About 610,000 U.S. bank customers switched to a smaller institution in the last three months of 2011 to protest plans by major banks to impose monthly charges for using debit cards, according to a financial services market-research firm.
That represented 11% of the 5.6 million U.S. people who switched banks during that period -- a relatively modest number, Javelin Strategy & Research said in a report Monday.
Javelin said it analyzed the online responses of 5,878 people to gauge the effect of the backlash triggered by Bank of America Corp.'s plan to charge $5 a month to customers who used their debit cards for purchases.
Several other banks already had either imposed debit card fees or were testing them, and analysts had predicted the trend would spread to the entire industry.
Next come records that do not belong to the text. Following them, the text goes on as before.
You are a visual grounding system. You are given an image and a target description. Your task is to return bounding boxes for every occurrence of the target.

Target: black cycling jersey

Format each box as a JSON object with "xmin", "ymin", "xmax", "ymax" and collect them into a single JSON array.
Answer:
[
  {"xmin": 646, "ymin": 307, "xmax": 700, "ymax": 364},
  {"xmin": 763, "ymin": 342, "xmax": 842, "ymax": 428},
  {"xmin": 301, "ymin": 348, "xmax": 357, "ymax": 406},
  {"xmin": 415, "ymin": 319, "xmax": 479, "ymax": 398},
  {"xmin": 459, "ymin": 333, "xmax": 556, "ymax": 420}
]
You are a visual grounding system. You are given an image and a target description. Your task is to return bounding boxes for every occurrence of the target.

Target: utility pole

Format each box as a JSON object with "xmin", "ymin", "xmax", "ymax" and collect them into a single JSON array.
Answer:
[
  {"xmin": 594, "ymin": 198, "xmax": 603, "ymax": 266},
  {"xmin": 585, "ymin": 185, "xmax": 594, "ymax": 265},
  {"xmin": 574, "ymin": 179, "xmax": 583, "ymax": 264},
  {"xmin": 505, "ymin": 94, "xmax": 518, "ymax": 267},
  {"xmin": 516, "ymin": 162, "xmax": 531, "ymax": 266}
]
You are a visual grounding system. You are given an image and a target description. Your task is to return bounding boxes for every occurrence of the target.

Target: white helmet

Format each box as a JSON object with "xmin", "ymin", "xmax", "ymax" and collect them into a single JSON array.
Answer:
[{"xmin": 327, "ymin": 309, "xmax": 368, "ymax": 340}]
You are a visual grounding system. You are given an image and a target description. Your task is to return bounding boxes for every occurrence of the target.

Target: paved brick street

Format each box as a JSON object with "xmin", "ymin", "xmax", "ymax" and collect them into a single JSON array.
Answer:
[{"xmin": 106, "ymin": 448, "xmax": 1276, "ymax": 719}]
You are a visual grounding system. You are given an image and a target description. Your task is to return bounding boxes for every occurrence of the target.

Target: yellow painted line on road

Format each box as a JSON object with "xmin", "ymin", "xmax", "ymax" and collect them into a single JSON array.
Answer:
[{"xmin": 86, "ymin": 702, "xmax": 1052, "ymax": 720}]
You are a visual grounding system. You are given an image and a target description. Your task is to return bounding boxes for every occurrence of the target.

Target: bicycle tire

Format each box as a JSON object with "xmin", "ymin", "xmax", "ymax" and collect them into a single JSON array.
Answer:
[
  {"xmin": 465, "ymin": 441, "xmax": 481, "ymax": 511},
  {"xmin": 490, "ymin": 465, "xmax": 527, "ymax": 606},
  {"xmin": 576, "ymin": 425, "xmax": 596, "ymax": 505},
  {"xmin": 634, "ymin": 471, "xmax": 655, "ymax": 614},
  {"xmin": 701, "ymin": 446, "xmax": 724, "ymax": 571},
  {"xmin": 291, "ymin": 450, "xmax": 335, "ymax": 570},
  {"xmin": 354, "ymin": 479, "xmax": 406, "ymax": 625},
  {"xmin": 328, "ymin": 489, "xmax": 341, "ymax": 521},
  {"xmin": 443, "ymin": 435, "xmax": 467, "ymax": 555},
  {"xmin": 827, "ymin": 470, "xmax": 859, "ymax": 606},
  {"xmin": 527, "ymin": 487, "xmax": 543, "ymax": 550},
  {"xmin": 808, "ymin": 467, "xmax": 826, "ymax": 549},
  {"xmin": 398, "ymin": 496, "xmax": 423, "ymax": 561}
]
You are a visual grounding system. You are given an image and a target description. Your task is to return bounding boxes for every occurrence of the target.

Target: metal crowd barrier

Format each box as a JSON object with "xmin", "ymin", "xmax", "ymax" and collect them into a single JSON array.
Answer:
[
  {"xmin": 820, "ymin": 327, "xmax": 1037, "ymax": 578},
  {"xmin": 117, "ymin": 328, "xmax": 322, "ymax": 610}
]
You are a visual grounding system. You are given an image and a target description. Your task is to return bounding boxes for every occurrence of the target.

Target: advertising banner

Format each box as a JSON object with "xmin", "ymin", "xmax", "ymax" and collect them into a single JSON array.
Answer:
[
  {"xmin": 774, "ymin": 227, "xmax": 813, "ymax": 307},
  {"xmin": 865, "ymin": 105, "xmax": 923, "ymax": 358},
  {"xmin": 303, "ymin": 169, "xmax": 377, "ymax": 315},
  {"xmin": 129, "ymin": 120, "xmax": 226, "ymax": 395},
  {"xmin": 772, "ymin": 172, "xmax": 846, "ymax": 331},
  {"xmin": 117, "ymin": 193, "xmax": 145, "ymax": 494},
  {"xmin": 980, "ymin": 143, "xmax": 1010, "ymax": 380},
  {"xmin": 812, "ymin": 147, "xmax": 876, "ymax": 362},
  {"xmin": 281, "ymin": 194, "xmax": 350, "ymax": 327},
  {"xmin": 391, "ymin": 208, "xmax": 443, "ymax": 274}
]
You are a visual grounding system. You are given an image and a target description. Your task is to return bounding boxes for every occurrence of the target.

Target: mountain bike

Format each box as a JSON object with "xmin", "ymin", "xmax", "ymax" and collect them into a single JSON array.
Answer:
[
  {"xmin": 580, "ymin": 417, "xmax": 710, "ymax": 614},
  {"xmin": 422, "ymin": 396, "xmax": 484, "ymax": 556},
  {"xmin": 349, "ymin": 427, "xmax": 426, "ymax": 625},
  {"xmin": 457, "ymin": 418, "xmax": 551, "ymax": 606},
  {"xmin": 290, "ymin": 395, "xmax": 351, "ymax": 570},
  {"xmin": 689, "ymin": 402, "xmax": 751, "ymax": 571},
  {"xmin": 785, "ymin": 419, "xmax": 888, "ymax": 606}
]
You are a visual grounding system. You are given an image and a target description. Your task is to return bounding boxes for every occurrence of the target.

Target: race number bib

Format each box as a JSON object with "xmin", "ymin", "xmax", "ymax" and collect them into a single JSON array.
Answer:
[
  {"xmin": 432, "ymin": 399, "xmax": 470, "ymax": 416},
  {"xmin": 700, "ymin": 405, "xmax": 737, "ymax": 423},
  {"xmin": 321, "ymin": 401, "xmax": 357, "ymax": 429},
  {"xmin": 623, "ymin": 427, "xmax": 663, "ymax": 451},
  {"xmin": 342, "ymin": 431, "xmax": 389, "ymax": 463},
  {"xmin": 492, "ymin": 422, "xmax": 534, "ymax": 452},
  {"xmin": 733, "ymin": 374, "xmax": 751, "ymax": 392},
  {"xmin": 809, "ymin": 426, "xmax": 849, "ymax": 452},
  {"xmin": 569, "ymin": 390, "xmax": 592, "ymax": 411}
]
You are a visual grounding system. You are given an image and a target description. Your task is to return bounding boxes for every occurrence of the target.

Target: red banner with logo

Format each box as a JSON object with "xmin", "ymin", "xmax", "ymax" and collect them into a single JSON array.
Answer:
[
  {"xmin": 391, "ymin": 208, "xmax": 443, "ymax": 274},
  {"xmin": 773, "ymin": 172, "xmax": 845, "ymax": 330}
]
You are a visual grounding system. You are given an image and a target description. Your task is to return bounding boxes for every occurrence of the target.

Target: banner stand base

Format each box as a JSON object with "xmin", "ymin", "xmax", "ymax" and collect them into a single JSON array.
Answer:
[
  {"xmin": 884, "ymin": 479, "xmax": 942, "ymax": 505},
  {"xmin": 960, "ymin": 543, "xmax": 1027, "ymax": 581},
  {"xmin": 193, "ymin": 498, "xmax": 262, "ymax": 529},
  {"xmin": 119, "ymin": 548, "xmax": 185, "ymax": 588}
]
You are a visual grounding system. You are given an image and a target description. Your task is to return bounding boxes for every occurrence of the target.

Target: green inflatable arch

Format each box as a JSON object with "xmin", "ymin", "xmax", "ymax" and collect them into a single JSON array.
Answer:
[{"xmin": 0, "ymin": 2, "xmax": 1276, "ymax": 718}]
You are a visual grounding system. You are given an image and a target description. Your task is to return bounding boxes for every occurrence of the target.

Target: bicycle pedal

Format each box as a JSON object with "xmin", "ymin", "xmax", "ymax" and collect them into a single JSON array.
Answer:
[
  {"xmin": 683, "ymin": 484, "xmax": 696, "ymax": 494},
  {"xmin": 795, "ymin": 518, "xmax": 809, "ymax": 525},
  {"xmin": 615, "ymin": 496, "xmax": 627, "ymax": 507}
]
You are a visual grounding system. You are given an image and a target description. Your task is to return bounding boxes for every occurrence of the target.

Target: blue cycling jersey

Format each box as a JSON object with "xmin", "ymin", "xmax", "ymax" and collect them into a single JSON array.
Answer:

But BofA's plan, which leaked out at the end of September, produced an enormous surge of criticism.
Protesters from the Occupy movement, consumer advocates and even President Obama questioned the move, and an online movement called Bank Transfer Day emerged to encourage people to switch to small banks and credit unions.
"This exodus was certainly not the massive departure banks might have feared," Javelin said in reporting its analysis. However, it said it was unusual for bank customers to move funds in protest at all, despite widespread dissatisfaction over service, rates and fees at banks.
The firm, which has surveyed bank customers since 2003, said people generally are "highly resistant to moving their money."
For example, Huffington Post’s "Move Your Money" project in 2008, which was similar to Bank Transfer Day, barely registered an effect, Javelin said, adding: "Yet this time, Bank Transfer Day and the Occupy Movement did have a measurable impact."
In addition to the 11% who joined the Bank Transfer Day movement in October, November and December, an additional 26% told Javelin that they switched not as part of the protest movement per se but because the banks charged too many fees.